Just as the referee was about to call out to put an end to this, young Iinuma, using the strength his opponent was mustering against him, suddenly broke free in a swift backward leap accompanied by the slapping sound of his stave landing a clean blow. He had struck the other’s chest as he came away.
Both referees raised their white pennants, and the spectators applauded enthusiastically.
Honda finally lit a cigarette. It glowed feebly, its fire almost imperceptible within the pool of sunlight creeping over the table, and soon he lost interest in it.
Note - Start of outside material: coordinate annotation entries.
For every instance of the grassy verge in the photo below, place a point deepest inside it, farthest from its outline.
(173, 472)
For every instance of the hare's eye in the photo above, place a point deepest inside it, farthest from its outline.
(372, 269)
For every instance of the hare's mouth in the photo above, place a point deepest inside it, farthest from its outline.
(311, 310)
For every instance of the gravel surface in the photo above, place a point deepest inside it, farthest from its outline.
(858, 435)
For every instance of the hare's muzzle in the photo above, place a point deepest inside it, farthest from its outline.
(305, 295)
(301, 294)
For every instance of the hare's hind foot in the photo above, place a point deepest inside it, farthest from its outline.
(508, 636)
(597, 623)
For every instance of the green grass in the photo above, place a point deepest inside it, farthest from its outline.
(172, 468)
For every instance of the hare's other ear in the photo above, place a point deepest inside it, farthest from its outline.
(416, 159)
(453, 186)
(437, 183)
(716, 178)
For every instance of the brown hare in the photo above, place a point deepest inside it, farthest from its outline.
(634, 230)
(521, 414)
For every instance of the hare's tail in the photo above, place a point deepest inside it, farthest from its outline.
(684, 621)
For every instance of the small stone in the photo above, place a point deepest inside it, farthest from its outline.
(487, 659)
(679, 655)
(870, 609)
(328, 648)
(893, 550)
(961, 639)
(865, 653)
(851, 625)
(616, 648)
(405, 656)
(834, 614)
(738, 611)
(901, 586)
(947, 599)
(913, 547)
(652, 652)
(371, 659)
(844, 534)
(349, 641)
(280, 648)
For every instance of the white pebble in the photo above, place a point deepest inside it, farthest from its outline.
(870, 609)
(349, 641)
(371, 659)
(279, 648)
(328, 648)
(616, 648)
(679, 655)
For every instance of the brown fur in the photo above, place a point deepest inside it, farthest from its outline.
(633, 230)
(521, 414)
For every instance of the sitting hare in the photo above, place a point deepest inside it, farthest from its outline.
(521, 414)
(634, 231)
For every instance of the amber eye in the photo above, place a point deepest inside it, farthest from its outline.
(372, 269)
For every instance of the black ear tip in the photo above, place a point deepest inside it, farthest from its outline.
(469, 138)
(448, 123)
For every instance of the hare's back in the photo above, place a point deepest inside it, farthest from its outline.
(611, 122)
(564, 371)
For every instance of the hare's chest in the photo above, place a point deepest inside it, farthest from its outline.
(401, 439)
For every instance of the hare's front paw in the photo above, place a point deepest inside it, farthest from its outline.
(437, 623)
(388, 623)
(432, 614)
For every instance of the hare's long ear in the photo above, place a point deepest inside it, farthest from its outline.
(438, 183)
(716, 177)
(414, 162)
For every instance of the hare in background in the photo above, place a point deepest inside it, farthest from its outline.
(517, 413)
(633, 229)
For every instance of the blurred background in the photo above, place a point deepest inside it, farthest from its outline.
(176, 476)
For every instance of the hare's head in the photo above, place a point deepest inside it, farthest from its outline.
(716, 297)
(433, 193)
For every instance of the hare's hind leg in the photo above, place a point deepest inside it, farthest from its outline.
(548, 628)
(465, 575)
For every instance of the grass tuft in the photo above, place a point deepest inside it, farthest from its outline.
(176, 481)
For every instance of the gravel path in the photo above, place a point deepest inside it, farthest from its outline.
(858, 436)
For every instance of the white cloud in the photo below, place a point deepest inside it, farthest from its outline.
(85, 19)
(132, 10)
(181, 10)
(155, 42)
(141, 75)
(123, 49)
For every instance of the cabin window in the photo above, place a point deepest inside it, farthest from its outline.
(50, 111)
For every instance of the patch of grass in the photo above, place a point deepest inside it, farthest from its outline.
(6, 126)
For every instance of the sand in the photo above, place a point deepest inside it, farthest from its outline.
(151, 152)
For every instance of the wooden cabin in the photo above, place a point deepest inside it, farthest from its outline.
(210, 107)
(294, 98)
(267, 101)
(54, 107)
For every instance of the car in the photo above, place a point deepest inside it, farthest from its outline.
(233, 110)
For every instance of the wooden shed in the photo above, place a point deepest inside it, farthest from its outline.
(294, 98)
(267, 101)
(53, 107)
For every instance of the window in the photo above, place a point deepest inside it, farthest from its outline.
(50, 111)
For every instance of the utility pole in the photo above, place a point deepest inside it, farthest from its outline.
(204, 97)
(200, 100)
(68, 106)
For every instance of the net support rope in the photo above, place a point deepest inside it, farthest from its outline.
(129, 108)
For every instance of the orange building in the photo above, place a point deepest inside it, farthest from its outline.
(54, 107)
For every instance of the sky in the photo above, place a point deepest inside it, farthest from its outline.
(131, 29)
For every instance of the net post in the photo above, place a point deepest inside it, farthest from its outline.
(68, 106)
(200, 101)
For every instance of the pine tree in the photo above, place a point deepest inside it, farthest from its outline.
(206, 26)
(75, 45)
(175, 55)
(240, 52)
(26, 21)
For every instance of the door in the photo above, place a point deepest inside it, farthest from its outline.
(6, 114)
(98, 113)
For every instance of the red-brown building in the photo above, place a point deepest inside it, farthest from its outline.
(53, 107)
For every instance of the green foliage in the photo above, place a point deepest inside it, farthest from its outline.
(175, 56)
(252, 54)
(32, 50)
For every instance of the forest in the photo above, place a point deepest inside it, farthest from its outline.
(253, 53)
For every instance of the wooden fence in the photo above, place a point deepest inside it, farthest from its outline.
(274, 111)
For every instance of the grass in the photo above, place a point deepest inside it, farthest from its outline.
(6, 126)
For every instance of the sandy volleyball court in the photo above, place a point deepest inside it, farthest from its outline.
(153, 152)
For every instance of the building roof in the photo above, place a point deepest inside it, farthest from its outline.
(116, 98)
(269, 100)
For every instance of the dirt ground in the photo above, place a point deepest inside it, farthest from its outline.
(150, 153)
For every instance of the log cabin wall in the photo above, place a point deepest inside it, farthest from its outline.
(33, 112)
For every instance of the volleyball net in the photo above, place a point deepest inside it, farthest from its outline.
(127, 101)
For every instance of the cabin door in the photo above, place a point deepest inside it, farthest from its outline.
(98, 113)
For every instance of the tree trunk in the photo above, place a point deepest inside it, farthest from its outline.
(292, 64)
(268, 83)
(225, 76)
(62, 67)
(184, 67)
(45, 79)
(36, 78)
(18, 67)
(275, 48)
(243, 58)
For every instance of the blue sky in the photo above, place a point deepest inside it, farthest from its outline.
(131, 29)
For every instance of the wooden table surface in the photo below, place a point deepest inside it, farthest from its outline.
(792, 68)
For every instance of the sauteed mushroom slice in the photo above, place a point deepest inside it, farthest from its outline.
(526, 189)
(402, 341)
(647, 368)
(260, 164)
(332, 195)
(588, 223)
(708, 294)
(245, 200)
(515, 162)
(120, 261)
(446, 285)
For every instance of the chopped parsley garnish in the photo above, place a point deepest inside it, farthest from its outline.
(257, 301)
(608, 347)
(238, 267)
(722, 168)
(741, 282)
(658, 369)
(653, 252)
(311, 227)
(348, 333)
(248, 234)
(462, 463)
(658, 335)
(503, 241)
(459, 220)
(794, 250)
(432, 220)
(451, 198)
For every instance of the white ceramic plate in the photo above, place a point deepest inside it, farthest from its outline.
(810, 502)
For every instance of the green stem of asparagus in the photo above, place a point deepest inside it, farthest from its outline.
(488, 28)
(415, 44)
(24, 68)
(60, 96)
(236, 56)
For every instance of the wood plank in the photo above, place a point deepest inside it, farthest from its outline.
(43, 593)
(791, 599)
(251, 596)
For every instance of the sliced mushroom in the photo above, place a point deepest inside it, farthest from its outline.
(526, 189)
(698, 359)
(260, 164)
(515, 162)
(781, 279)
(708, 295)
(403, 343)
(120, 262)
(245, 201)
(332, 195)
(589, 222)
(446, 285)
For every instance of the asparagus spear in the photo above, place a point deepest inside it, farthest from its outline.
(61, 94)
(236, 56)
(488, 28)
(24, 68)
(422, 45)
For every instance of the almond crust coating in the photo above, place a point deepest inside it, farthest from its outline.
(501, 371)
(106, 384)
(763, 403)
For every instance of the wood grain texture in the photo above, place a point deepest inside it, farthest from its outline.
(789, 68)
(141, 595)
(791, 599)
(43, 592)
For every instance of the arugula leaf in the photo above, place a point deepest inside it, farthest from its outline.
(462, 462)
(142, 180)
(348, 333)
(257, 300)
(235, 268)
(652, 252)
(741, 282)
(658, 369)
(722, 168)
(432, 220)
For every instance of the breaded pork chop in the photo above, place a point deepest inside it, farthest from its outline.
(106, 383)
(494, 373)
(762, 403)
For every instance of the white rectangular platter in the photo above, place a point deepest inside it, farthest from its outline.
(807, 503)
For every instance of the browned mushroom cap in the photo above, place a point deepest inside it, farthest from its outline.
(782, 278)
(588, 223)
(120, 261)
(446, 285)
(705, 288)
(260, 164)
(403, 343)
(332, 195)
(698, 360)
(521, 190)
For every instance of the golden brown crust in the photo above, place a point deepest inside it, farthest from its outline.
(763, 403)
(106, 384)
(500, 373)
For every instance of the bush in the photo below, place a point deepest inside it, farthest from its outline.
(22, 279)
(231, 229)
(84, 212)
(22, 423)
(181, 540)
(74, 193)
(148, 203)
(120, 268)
Drops of young Iinuma’s sweat sprinkled the dust at his feet like a libation of blood. When the boy arose from his squatting position, there was supple vigor in the way his pale Achilles’ tendons stretched beneath the dusty hems of his blue
hakama
.
5
 
 I
SAO
I
INUMA
, kendoist of the third rank, scored five victories in succession, bringing the first round to an end. When the fifth and final round of the match was completed, the officials declared the white team the winner. Furthermore, the silver cup for outstanding individual achievement was to go to Iinuma. As he advanced to receive his award, the sweat of combat wiped away but his cheeks still flushed, he showed the cool modesty suited to a victor. Honda could not recall ever having encountered so manly a young man.